その件に関する報告と思しきスクロールの束を開いたクリストフが読み上げて説明する―――
「ダニエーレ=エンリーチの動向について―――」
―――今回の外交に用いられたゲオルクの署名がされていた外交委任状については、ゲオルクは知らないを通しているとのことだった。
―――ゲオルクが署名した証拠も委任状も今はないため、真偽のほどはダニエーレが死亡したことにより闇の中となった。
―――曲りなりにもティーグルの第二王子であり、本人が認めないことを無理矢理で罪に問うことも難しい。

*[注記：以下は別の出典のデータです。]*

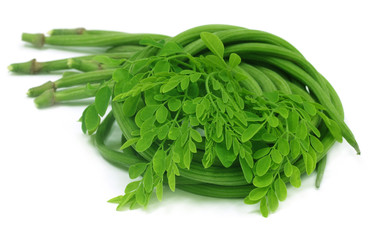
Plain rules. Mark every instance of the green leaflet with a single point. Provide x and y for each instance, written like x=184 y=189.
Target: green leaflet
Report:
x=159 y=162
x=272 y=200
x=247 y=171
x=102 y=100
x=129 y=142
x=316 y=144
x=288 y=169
x=91 y=119
x=295 y=177
x=276 y=156
x=280 y=189
x=261 y=152
x=161 y=114
x=174 y=104
x=226 y=157
x=263 y=181
x=263 y=165
x=258 y=193
x=162 y=66
x=130 y=105
x=283 y=146
x=250 y=132
x=136 y=170
x=148 y=179
x=159 y=190
x=263 y=207
x=187 y=106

―――そのため、現在もゲオルクは領地での謹慎を申し付けられているという経緯を聴いた。
「―――魔女裁判する訳にもいかないしなぁ~」
八雲のその呟きに、
「ん?魔女が裁判すると、何かが分かるのか?」
と、ノワールが問い掛ける。
「あ、そうか、この世界には本物の魔女がいるんだった。いや、なんでもない、気にしないでくれ」
八雲の生まれた世界で且つては異端審問により冤罪で魔女と認定され、無理矢理に処刑された悲劇の女性達という歴史を思い出した八雲。
確かにこの世界には魔女も存在する異世界だが、そんな不公正な裁判や裁きを下すことは出来ないと、次こそゲオルクの尻尾を掴むことを改めて誓う。
そうして―――
―――イロンデルから始まったシュヴァルツ包囲網は終焉を迎えた。
八雲の構築した『オーヴェスト道路網』が、これからのオーヴェストの繁栄をもたらすものとなるのだった―――
―――それから八雲は、残りの夏休みを暫くはオーヴェストで過ごすこととなる。